The LGBTQ+ Victory Fund, an organization that works to get LGBTQ people into public office, found that the number of openly queer elected officials increased by 13.6 percent from June 2022 to May 2023.
In its annual Out for America report, the group also found that the number of queer people of color elected jumped by 23.2 percent in the past year. But while this progress is heartening, LGBTQ elected officials still only make up less than a quarter of a percent of all U.S. officials.
That discrepancy is particularly noticeable in Idaho and Mississippi, which have no LGBTQ elected officials. Those two states, along with Louisiana and West Virginia, also have zero LGBTQ state legislators.

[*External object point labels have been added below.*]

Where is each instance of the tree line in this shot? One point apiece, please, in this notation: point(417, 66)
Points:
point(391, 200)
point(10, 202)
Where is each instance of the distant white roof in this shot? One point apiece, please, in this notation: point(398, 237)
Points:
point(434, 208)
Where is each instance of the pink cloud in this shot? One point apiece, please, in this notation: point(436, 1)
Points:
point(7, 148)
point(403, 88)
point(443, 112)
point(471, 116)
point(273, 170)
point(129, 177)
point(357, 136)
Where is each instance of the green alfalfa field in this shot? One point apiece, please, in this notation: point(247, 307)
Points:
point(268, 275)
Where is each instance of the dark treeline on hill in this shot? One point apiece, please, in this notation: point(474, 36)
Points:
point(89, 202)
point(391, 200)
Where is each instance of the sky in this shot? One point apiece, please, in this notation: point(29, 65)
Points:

The situation in Idaho and Mississippi should come as no surprise, though. Both states have been aggressive in pushing legislation to curb LGBTQ rights since the start of the year. Mississippi lawmakers introduced at least 31 anti-LGBTQ bills at the start of the session alone.
The Idaho House also passed two bills in February targeting drag performances. One bill banned drag in public, and the other prohibited state agencies from sponsoring nongovernmental organizations and events such as Pride celebrations. Both those measures stalled in the state Senate.